Une Dotation Inconditionnelle d’Autonomie pour tous

« L’homme ne désire pas par nature gagner de plus en plus d’argent, mais il désire tout simplement vivre selon son habitude et gagner autant d’argent qu’il lui en faut pour cela ».
Max Weber

Téléchargez le document en pdf

Une proposition centrale des objecteurs de Croissance est l’instauration d’une Dotation Inconditionnelle d’Autonomie (DIA), versée à tous et de manière égale de la naissance à la mort, afin de garantir un niveau de vie décent déconnecté de l’occupation d’un emploi1. Cette dotation serait individuelle, inaliénable et cumulable à tout autre revenu et traduirait la reconnaissance de la contribution de chaque individu à travers l’ensemble de ses activités, notamment non-marchande.

Un droit à la vie contre un droit au travail

La DIA est avant tout l’outil permettant la réalisation des droits fondamentaux de chaque individu en se débarrassant de la centralité du travail. Cette dotation s’inscrit dans une réflexion qui ne fonde pas l’émancipation des hommes et des femmes que sur le travail. L’élévation du travail au rang de valeur fondamentale résulte d’une idéologie productiviste et consumériste qui est incompatible avec un quelconque épanouissement de l’individu. Il est un pas de côté qui permet de dépasser le capitalisme.

La DIA permettrait de faire en sorte que les droits fondamentaux soient réellement des droits et non une constante recherche impliquant stress et aliénation par la société capitaliste.

Outil pour décoloniser notre imaginaire social, la DIA vise à ne plus faire du travail notre seule référence, le seul fondement du lien social et le seul moyen pour essayer de vivre dignement.

Avec cette dotation, nous cesserons de dépendre pour notre intégration économique et sociale du statut lié au travail salarié. C’est permettre à d’autres moyens d’expressions individuels ou collectifs de se libérer, c’est aller vers une société du travail choisi et librement négocié plutôt que du travail subi tout en favorisant l’émergence d’un « tiers secteur » (activités associatives, familiales, politiques, culturelles c’est-à-dire des activités dites « hors-marchandes »).

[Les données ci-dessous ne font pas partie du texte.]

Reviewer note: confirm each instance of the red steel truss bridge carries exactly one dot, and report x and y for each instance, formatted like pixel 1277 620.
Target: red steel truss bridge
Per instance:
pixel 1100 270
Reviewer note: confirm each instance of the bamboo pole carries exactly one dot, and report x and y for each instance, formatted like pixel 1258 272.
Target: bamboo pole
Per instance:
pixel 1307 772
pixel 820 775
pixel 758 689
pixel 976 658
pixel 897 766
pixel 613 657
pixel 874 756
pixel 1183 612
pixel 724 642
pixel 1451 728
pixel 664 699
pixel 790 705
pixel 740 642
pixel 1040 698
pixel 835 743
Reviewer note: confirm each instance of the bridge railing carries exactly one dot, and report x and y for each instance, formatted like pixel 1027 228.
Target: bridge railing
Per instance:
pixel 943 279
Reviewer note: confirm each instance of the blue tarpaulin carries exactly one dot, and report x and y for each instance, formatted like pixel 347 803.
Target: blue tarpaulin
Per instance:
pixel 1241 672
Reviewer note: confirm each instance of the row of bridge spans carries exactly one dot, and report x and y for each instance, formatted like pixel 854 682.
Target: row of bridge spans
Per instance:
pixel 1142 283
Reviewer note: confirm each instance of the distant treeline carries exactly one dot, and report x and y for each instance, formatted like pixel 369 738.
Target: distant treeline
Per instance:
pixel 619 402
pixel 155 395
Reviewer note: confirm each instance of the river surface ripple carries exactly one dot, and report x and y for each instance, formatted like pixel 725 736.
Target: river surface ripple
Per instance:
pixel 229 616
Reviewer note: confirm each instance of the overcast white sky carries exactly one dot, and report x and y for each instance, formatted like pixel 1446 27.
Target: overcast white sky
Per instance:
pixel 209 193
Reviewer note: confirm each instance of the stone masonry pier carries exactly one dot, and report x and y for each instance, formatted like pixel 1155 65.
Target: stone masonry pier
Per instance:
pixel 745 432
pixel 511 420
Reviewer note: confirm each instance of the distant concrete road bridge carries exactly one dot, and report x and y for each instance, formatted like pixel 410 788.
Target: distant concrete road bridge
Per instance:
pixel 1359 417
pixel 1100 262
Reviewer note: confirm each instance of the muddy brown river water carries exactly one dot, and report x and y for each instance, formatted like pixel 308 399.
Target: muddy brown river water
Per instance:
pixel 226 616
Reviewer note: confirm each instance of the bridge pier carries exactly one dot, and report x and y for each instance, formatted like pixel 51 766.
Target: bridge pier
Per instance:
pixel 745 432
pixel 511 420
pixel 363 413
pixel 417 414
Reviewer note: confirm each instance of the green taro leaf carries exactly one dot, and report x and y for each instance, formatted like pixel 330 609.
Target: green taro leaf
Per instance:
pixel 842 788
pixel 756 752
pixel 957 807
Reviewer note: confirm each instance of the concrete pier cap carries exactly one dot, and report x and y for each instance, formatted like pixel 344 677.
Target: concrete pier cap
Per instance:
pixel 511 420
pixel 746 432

En outre, la DIA provoque la fin du chômage comme problème économique et social et, risque de favoriser la réduction du temps de travail. Elle est une prime à la réduction du temps de travail et est susceptible, alors d’enclencher un réel partage du travail. La DIA aura des répercussions sur les rémunérations et permettra de mieux évaluer le salaire pour chaque emploi dans le but d’en faire une activité volontaire, en ré-estimant, par exemple, les travaux pénibles. Ces derniers pourraient être réorganisés dans le cadre de « service d’intérêt général commun à tous les citoyens.

Sans pour autant signifier une désertion du marché du travail, la DIA pourrait également enclencher une baisse de l’activité économique mais est-ce réellement un problème alors que nous produisons déjà trop et que nous vivons au-dessus de nos moyens et de nos besoins. Ce sera à nous de s’organiser et traduire cette décroissance dans nos vies quotidiennes.

Une dotation pour lutter contre les inégalités

Par sa mise ne place, la Dotation Inconditionnelle d’Autonomie permettrait à tout individu de bénéficier de conditions de vie décentes et dignes en favorisant l’autonomie tout en faisant cesser la dépendance, l’exclusion quand ce n’est pas l’humiliation des personnes. En étant versé automatiquement à tous, elle n’entraîne aucune exclusion de fait ou de droit. La DIA renforce le système de protection sociale dans son ensemble car elle assure un socle de biens et de services essentiels. Elle sécurise la vie humaine pour devenir une pièce maîtresse d’un nouveau modèle social car ni un emploi, ni les aides sociales classiques ne peuvent prétendre garantir un droit à l’existence digne. La DIA créerait ce lien de solidarité indispensable entre tous les membres de la société.

En outre, cette dotation s’accompagnerait obligatoirement de l’instauration d’un Revenu Maximal Autorisée (RMA) dont le montant devra être discuté démocratiquement dans l’optique de lutter contre les écarts de revenus parce que la Décroissance en politique vise bien la Décroissance des inégalités. Ainsi, en étant reçu par tous sans plafond de ressources mais imposable et donc récupérable entièrement par la fiscalité, la DIA permettrait bien de réduire les inégalités. Ceux qui pensent que le RMA serait obsolète si la DIA était en vigueur car, dans ce cas, les inégalités sont moins choquantes si tout le monde dispose des conditions matérielles pour vivre dignement et décemment, nous leur rétorquons que le RMA est également un moyen de réduire l’impact écologique des plus riches, d’éviter de scandaleux gaspillages et d’outrancières pratiques.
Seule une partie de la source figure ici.